8. Originally Posted by CaptainBlack
You seem to be using:

$
\lim_{u \to 0} \frac{e^u-1}{u}=1
$

How do you justify this without the use of L'Hopital or a series expansion?

CB
Can't we use definition of the derivative?

$\lim_{u \to 0} \frac{e^u - e^0}{u-0} = (e^u)'~\text{at}~u = 0$

9. Originally Posted by Chop Suey
Can't we use definition of the derivative?

$\lim_{u \to 0} \frac{e^u - e^0}{u-0} = (e^u)'~\text{at}~u = 0$
Actually I think not, that is a 1 term series expansion, if yoy allow this you have to allow the method using the definition of the thrird derivative on the original problem.

CB

10. Well, there's a way to justify the value of that limit.

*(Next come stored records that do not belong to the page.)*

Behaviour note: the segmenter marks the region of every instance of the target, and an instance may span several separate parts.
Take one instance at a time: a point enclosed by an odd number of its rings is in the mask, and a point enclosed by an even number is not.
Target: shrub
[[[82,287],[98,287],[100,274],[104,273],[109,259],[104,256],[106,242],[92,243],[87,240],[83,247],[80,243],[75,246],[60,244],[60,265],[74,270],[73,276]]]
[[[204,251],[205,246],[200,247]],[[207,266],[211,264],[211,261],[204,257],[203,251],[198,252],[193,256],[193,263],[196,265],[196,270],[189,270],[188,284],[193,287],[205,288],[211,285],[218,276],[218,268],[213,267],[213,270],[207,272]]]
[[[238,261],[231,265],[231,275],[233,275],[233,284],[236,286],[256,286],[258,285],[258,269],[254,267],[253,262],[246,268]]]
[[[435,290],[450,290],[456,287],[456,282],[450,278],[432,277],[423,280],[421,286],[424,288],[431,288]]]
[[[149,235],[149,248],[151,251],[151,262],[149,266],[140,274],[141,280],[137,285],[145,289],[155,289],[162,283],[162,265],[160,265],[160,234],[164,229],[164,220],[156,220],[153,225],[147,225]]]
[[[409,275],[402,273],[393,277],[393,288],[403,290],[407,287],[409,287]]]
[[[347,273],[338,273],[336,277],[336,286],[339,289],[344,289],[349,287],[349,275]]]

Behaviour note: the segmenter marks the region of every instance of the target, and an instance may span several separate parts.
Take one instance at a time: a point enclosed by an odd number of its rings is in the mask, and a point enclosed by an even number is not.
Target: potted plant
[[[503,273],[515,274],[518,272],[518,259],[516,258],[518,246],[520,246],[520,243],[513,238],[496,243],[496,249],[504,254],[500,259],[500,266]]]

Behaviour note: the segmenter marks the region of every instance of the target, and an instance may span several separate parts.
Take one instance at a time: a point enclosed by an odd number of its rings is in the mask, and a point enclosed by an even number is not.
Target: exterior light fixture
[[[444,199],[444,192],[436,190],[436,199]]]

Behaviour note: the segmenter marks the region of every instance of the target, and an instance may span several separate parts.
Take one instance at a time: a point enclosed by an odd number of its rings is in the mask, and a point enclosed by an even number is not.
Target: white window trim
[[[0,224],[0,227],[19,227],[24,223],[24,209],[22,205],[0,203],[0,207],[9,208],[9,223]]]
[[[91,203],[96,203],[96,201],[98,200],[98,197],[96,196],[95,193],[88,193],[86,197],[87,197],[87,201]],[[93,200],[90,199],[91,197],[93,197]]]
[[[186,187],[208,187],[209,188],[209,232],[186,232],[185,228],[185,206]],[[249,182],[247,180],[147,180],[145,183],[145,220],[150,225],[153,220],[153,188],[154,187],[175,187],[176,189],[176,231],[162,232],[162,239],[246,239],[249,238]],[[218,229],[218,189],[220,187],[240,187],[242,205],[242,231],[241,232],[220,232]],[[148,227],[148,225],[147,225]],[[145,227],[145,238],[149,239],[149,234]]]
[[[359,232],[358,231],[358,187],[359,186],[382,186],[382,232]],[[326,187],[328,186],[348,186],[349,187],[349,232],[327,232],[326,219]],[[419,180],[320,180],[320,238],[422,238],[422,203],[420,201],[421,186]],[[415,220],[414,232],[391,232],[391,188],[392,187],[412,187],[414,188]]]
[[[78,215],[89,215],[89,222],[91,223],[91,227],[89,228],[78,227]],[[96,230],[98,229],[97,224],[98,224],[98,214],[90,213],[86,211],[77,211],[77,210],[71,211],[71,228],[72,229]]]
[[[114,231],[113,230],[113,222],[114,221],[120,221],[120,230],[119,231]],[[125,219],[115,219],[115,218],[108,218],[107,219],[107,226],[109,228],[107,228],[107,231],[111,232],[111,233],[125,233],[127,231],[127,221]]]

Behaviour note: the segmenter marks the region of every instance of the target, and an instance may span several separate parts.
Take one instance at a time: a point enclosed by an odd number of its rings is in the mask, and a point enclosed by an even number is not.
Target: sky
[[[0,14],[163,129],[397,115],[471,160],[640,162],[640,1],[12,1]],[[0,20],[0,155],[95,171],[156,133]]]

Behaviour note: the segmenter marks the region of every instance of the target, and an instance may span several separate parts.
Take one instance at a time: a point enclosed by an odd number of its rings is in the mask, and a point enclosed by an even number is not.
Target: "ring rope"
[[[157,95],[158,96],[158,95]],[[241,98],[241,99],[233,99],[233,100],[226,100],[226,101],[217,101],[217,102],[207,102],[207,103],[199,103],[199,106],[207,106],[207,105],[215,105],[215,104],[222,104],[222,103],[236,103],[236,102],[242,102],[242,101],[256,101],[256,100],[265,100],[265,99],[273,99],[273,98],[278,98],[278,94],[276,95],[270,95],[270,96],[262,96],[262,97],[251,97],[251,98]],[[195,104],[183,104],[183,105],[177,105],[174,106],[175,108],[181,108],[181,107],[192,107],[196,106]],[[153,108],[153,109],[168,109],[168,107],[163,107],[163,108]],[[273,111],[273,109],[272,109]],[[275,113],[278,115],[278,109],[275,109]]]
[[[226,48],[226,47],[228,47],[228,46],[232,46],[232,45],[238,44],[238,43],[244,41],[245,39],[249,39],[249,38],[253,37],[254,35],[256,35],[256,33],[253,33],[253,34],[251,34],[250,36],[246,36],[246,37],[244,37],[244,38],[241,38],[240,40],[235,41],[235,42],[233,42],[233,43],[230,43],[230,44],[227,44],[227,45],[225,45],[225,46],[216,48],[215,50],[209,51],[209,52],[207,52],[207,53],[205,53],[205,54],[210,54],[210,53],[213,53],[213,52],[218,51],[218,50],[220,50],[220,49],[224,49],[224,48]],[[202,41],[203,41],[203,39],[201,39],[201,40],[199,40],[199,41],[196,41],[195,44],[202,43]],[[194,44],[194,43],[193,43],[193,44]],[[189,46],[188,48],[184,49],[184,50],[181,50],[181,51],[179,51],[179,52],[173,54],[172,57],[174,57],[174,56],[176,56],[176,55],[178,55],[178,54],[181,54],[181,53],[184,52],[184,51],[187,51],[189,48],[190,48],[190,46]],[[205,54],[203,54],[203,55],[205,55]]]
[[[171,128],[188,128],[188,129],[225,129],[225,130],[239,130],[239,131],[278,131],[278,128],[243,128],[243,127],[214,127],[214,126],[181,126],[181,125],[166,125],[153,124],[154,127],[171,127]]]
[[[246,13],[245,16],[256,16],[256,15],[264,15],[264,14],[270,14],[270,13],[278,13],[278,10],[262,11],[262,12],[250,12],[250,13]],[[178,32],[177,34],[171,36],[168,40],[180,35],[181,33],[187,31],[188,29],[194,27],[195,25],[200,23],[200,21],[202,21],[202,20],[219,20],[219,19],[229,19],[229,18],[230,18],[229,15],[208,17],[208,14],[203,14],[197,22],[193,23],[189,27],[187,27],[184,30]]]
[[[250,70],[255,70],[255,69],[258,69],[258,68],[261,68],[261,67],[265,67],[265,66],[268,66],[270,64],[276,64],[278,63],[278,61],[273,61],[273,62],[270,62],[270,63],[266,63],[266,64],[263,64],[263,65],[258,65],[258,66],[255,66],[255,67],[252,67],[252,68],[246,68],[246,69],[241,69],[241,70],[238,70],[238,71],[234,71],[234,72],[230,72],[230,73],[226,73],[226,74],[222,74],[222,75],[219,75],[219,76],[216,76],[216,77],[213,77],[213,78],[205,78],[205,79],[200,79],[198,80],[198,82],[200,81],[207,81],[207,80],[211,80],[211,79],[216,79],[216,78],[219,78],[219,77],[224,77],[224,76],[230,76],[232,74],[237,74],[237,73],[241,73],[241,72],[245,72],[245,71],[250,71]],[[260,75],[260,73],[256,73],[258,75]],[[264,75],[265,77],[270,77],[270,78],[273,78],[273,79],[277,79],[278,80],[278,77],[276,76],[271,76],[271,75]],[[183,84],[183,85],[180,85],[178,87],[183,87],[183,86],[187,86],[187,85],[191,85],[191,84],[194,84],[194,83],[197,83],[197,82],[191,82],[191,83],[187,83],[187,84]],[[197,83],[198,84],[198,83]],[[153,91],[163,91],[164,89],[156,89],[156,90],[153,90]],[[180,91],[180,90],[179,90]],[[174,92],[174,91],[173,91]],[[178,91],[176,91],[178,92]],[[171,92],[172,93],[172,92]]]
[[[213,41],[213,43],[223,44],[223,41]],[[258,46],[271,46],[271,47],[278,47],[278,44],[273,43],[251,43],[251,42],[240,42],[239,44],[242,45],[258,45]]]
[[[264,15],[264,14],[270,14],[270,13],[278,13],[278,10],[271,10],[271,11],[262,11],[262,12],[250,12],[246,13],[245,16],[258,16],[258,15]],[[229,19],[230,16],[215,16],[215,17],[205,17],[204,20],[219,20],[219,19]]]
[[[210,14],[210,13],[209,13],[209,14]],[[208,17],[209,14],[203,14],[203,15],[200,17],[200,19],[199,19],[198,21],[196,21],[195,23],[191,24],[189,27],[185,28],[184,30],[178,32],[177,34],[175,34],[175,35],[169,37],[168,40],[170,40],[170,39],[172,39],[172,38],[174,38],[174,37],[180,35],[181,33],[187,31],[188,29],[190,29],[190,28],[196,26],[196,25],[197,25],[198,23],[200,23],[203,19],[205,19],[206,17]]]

Try to find it.

11. Originally Posted by Krizalid
Well, there's a way to justify the value of that limit. Try to find it.
But we know what the limit is!

RonL

12. Haha, yeah, sorry, I misexpressed myself. I actually mean, a substitution method that's all.